Duke University Press, ISBN-13: 978-0822369738, English, 448 pages, 2017, USA

Drones seem to be the protagonist of the digitalisation of the tridimensional space. Their capability to address a precise single spatial point through x,y,z coordinates and move in almost any possible combination of these coordinates is reminiscent of the addressability of any single element (pixel, frequency, character) of digital files. This technically-enabled ubiquity combines with the drone’s size, which is remarkably small compared to its operative flexibility.
Parks and Kaplan have compiled a series of texts addressing some of the drones’ edgy characteristics. Starting from their ’ubiquity on media’, reporting their most diverse uses from the most trivial to the most dangerous, there’s especially a specific ’verticality’, which can be attributed to drones, or better as Lisa Parks affirms in her text, to their “vertical mediation” of space.
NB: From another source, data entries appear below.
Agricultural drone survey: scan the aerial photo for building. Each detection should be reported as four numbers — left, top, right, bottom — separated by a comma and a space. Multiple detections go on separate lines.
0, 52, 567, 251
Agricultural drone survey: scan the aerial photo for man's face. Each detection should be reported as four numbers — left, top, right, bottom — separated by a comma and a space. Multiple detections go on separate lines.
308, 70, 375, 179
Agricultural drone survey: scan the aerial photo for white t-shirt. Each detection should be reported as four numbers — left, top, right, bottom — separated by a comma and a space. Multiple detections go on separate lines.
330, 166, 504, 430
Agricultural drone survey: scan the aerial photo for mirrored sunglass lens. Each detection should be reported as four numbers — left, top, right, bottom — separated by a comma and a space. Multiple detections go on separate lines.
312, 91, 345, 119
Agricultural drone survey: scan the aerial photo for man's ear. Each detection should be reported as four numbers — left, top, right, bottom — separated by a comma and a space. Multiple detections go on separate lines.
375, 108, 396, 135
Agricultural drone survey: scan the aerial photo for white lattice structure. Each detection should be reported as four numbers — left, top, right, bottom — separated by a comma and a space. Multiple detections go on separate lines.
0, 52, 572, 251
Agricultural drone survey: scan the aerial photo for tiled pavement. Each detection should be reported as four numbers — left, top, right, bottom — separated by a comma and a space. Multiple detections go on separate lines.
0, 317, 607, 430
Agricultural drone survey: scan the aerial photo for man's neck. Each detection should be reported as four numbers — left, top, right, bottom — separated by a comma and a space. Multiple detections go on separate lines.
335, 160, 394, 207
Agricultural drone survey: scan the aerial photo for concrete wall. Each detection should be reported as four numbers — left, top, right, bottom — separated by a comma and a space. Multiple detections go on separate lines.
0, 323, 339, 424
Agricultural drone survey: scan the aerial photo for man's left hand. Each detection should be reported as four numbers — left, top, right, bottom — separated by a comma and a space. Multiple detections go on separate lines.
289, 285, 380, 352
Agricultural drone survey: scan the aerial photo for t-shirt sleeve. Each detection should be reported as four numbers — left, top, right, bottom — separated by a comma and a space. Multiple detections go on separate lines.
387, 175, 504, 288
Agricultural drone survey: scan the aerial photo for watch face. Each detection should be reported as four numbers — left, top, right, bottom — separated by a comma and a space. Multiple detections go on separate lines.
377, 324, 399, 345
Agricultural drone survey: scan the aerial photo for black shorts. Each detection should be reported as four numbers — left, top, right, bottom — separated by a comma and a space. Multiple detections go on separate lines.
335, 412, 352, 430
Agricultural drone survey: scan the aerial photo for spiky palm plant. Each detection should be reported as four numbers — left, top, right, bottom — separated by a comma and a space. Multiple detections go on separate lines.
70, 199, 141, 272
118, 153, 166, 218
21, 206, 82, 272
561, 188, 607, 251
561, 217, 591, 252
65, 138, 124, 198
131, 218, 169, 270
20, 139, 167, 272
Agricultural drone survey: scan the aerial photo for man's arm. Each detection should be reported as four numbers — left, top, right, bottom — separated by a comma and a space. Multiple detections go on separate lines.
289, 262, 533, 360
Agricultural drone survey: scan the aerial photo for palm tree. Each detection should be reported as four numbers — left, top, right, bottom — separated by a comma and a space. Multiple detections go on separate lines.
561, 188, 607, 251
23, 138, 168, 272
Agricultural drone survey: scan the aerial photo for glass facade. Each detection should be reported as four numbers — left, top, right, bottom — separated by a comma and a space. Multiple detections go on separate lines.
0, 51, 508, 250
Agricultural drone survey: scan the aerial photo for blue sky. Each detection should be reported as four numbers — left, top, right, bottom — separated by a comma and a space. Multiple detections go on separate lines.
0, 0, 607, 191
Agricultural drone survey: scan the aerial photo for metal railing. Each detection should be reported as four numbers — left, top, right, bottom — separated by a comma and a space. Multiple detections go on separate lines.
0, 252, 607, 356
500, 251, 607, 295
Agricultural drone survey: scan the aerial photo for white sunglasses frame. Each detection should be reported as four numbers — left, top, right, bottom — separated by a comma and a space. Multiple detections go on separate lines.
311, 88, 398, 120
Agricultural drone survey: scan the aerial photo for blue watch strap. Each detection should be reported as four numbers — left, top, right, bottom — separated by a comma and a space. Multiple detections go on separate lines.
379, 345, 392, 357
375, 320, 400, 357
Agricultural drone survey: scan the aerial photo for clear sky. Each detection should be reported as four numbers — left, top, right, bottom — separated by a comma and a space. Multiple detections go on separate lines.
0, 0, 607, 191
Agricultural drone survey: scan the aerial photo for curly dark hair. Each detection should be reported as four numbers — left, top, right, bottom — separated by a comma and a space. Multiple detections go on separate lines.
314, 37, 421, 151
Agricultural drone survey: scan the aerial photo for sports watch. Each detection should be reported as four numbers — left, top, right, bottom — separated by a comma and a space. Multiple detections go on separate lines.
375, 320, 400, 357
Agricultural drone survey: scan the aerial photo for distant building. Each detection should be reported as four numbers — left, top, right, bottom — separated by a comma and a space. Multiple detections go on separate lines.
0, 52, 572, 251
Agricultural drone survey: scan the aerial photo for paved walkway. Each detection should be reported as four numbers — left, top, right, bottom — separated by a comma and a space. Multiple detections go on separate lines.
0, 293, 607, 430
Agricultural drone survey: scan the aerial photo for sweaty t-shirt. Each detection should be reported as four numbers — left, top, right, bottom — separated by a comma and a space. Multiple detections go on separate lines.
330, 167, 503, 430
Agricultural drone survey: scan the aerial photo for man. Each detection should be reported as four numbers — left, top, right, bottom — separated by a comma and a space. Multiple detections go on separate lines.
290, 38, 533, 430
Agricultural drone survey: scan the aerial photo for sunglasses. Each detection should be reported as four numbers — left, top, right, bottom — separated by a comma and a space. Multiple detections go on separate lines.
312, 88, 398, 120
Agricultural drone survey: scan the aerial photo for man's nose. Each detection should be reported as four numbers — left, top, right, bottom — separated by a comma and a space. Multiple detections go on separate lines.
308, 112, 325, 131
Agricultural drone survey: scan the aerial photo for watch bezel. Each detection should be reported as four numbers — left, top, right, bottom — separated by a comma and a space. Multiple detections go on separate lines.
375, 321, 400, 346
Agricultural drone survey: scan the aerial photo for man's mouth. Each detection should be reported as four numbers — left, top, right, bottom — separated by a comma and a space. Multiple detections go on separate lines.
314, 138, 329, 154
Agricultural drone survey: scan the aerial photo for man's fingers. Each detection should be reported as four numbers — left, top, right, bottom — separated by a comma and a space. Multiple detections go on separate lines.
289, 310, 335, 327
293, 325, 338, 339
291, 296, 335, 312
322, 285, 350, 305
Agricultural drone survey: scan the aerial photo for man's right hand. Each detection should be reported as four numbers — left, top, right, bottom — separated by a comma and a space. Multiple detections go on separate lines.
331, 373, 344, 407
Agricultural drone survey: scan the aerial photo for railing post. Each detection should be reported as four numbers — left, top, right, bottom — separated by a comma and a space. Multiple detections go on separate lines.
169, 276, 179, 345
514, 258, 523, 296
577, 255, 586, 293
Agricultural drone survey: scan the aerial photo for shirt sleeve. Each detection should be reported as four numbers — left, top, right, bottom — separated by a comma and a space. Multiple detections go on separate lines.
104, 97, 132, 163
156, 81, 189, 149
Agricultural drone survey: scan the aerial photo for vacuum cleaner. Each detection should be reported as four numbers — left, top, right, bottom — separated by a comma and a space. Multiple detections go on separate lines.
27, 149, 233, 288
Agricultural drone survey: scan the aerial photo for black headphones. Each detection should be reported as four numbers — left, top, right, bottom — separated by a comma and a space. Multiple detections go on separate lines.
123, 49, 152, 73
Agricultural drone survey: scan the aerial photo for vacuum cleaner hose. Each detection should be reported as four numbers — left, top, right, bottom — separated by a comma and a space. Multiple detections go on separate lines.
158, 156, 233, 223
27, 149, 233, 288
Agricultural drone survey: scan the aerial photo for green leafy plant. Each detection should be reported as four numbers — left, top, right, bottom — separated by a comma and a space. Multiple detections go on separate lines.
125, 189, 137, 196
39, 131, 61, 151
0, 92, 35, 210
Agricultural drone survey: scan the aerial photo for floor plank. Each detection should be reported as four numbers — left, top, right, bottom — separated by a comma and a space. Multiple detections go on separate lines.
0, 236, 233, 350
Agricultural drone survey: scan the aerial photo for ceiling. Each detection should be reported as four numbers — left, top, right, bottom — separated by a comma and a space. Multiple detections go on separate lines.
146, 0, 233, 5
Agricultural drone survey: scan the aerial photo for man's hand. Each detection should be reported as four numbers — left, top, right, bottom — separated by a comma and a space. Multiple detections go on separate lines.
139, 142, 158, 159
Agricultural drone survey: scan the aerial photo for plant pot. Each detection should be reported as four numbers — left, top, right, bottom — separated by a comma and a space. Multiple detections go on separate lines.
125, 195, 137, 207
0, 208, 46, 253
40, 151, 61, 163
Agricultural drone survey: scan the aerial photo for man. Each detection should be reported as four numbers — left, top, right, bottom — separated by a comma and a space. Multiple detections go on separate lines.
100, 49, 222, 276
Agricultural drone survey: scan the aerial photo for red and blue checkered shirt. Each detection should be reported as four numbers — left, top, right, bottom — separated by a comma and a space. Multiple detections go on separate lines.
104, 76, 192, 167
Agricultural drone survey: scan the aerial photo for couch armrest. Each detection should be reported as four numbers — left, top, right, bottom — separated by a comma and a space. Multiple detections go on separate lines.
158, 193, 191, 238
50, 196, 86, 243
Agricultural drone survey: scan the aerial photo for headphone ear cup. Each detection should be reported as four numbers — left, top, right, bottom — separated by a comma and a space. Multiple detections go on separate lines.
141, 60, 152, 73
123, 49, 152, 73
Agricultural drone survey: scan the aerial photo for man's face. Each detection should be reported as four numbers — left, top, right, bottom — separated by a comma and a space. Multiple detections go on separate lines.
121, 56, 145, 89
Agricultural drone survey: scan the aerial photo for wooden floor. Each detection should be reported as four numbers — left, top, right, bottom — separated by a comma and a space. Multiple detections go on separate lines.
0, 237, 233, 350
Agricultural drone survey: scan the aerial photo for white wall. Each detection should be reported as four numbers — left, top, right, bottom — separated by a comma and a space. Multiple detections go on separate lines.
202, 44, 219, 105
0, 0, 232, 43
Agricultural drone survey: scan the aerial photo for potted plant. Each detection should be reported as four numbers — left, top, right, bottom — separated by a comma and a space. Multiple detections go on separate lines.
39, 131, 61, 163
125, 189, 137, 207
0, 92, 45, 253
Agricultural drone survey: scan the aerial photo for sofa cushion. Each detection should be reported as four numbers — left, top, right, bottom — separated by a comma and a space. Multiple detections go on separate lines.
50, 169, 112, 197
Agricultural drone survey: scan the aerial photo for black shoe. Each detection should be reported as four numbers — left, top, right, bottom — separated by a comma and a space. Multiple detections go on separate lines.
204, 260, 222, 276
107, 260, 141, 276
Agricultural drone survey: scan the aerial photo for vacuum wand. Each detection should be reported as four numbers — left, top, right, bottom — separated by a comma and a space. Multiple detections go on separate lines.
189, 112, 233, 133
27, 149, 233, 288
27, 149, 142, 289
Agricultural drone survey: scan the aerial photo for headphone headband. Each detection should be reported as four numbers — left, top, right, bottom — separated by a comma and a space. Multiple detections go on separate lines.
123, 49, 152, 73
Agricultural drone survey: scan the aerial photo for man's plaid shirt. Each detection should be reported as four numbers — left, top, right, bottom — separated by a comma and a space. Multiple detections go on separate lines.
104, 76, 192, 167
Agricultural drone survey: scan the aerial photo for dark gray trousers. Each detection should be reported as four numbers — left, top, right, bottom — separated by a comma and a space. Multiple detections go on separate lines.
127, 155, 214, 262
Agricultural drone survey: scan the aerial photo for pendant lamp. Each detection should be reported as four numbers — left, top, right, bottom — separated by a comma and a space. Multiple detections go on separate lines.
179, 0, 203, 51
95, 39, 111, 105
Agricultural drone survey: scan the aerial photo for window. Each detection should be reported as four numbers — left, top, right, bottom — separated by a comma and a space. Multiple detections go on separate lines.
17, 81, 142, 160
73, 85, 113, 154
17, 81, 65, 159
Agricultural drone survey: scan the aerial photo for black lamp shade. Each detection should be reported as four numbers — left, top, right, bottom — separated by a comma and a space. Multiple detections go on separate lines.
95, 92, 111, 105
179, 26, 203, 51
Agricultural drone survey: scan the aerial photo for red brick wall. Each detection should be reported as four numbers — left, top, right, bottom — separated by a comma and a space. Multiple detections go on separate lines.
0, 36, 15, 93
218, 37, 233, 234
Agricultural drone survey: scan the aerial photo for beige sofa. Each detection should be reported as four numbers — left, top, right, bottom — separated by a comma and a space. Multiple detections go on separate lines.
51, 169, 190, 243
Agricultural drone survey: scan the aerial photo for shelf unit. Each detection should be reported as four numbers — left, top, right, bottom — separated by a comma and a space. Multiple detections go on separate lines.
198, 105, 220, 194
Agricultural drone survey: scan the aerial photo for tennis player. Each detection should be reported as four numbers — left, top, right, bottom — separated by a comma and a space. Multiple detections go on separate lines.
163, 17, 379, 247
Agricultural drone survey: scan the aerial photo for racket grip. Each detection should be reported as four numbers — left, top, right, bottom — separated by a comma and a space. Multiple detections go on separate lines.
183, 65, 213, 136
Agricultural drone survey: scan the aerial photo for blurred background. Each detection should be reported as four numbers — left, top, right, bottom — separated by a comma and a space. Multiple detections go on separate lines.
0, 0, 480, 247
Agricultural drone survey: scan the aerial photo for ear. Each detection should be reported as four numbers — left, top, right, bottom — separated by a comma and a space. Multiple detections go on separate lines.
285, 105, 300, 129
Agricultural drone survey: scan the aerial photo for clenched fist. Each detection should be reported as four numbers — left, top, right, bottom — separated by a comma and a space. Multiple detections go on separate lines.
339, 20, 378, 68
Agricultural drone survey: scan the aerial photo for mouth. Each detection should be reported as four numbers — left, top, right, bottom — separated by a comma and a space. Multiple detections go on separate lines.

Among the contributors, Ricardo Dominguez, and his Center for Drone Policy and Ethics, masters activist texts in between reality and fiction, and Catherine Chandler offers historical views, including details about the first television-guided drone attack during World War II. That’s probably also when “bureaucratised killing” started, as Peter Asaro notes. The techno-culture that drones are part of and contribute to generate is described by Jordan Crandall with his ‘robotic ontology’ bringing together drones and driverless cars. Often influenced by a general accellerationist aesthetics, this is an extensive and thorough compendium.